As noted above, we consider facts of which we must or may take judicial notice, as well as those plaintiff has pleaded. (Cantu v. Resolution Trust Corp., supra, 4 Cal.App.4th at p. 877.) We may take judicial notice of “[o]fficial acts of the legislative, executive, and judicial departments of the United States and of any state of the United States.” (Evid. Code, § 452, subd. (c).) Official acts include records, reports and orders of administrative agencies. (Hogen v.

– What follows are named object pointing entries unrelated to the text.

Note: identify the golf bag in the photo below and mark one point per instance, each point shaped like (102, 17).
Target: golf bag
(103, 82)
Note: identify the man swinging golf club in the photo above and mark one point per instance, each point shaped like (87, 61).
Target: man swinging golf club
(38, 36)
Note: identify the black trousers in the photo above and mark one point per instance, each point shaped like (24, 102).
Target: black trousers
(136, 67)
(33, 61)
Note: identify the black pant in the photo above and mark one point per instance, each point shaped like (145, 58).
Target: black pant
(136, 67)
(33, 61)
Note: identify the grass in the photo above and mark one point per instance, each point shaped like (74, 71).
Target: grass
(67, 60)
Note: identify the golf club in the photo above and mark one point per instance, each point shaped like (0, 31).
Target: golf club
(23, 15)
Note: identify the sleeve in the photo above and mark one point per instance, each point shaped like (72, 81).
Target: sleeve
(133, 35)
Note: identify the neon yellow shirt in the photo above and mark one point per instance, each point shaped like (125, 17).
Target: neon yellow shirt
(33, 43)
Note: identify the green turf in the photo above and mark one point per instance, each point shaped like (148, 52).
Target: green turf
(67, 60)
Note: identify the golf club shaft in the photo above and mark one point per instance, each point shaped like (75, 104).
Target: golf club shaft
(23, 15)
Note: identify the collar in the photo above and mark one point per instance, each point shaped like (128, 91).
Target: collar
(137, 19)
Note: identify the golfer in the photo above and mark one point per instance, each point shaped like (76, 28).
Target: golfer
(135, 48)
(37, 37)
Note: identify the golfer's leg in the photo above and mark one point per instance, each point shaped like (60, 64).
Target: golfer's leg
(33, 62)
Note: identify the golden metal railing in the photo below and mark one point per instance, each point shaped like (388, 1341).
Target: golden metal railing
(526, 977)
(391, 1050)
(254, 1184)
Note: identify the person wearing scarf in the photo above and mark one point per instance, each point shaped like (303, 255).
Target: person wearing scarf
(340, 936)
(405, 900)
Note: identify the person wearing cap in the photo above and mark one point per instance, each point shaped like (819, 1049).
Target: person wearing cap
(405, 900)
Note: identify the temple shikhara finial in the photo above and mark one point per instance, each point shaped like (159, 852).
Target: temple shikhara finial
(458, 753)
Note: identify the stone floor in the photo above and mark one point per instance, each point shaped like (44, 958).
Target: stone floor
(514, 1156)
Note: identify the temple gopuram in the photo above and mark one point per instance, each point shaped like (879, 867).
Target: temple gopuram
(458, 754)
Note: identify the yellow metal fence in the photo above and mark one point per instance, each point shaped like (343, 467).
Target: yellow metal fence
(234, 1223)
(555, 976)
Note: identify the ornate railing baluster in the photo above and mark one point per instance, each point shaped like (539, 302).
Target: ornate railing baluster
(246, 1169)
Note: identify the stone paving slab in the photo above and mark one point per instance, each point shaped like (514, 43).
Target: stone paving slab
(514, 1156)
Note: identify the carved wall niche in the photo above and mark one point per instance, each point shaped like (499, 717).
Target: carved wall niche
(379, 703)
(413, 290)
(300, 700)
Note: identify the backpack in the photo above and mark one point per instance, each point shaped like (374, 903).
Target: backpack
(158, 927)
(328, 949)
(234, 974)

Valley Hospital (1983) 147 Cal.App.3d 119, 125 [195 Cal.Rptr. 5]; McGlothlen v. Department of Motor Vehicles (1977) 71 Cal.App.3d 1005, 1015 [140 Cal.Rptr. 168]; Agostini v. Strycula (1965) 231 Cal.App.2d 804, 806 [42 Cal.Rptr. 314].) The decision and order of the Registrar of Contractors, Contractors’ State License Board, Department of Consumer Affairs, In the Matter of the Citation Against Rodas Victor Floors (OAH No. L-1998080075, July 26, 1999) therefore qualifies as an official act of which we may, and shall, take judicial notice. We also may, and shall, take judicial notice of admissions in plaintiff’s opposition to the demurrer. (Evid. Code, § 452, subd. (d).)

Farmers Insurance Company hired defendant Spiegel to inspect the Keddington floor in 1997 to determine whether an incident that would be covered by her policy caused the condition of her hardwood floor.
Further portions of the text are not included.